Community transmission “is what we’ve been expecting all along,” Jefferson County Health Officer Dr. Tom Locke said Tuesday.
“We’ve had people with multiple potential exposures.
“The cases were are seeing now, for the most part, occurred before the stringent stay-at-home, social-distancing measures,” Locke said, referring to the 6-foot physical distancing from others recommended while in public to prevent the spread of the virus, commonly via droplets from coughing or sneezing.
Locke said there are “extraordinary delays” in getting test results for one of four labs that counties are using in Seattle, some as long as 13 or 14 days, by which time some people already have recovered.
Locke said that, to speed up the process, test kit couriers from Clallam and Jefferson counties meet at Fat Smitty’s at the U.S. Highway 101 turnoff to Port Townsend early in the morning, and a courier takes the swab specimens from both counties to a Seattle lab before testing starts.
While stay-at-home measures appear to be working, “it’s not the time to relax our guard” in preventing the spread of COVID-19, Locke said.
Measures include physical distancing and staying home if a person has any hint of being sick, he said.
“We need to redouble our efforts, because the risk is going up of community exposure,” Locke said.
Inslee’s stay-at-home measures include a requirement that government public meetings be held online.
The city Department of Community and Economic Development will decide April 21 if Bellvue developer Eric Dupar’s conditional use permit application is complete for his Anian Shores development downtown, then will decide if a hearing will be held online, Community Development Manager Emma Bolin said Tuesday.
According to a permit application, Dupar’s Anian Shores’ would be a six-story downtown condominium-retail complex that would exceed the city building height limit at 222 W. Front St. just east of the Waterfront Center site.
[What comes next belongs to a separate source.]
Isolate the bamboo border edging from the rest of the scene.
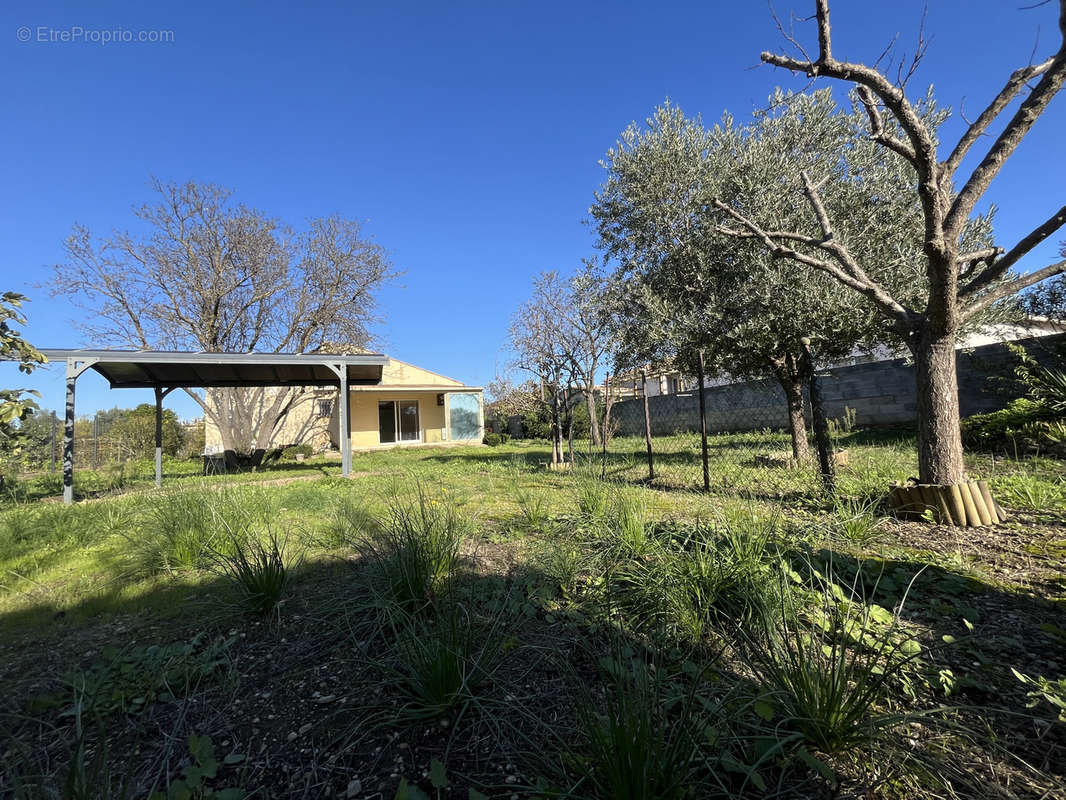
[888,479,1007,528]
Anian Shores would be 69 feet above grade, according to the application. The height limit is 45 feet.
Lee Plaza on West First Street, about four blocks east of the site, is four stories, the same height as the Lower Elwha Klallam Tribe’s hotel being built 1½ blocks west of Dupar’s project on West Front Street.
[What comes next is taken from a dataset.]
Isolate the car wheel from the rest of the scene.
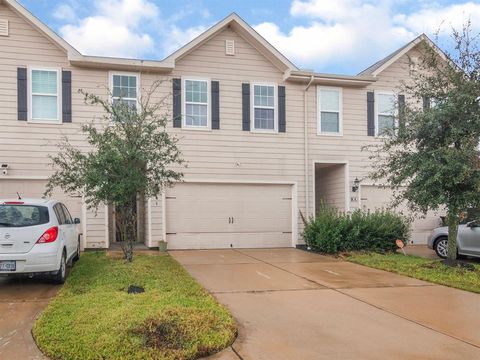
[72,239,80,262]
[52,250,67,284]
[434,237,448,259]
Bolin said the city will issue a recommendation on Dupar’s permit application for the hearing examiner’s consideration.
The Lower Elwha Klallam Tribe is preparing the site, which includes conducting an environmental cleanup, for a $25 million hotel.
A bulldozer was working at the site Tuesday.
Bolin referred questions about the status of the project to tribal officials.
Robert Utz, the project manager, said in a text message Tuesday afternoon that, as of Tuesday, he was temporarily laid off.
Tribal Chairwoman Frances Charles was not immediately available for comment Tuesday afternoon.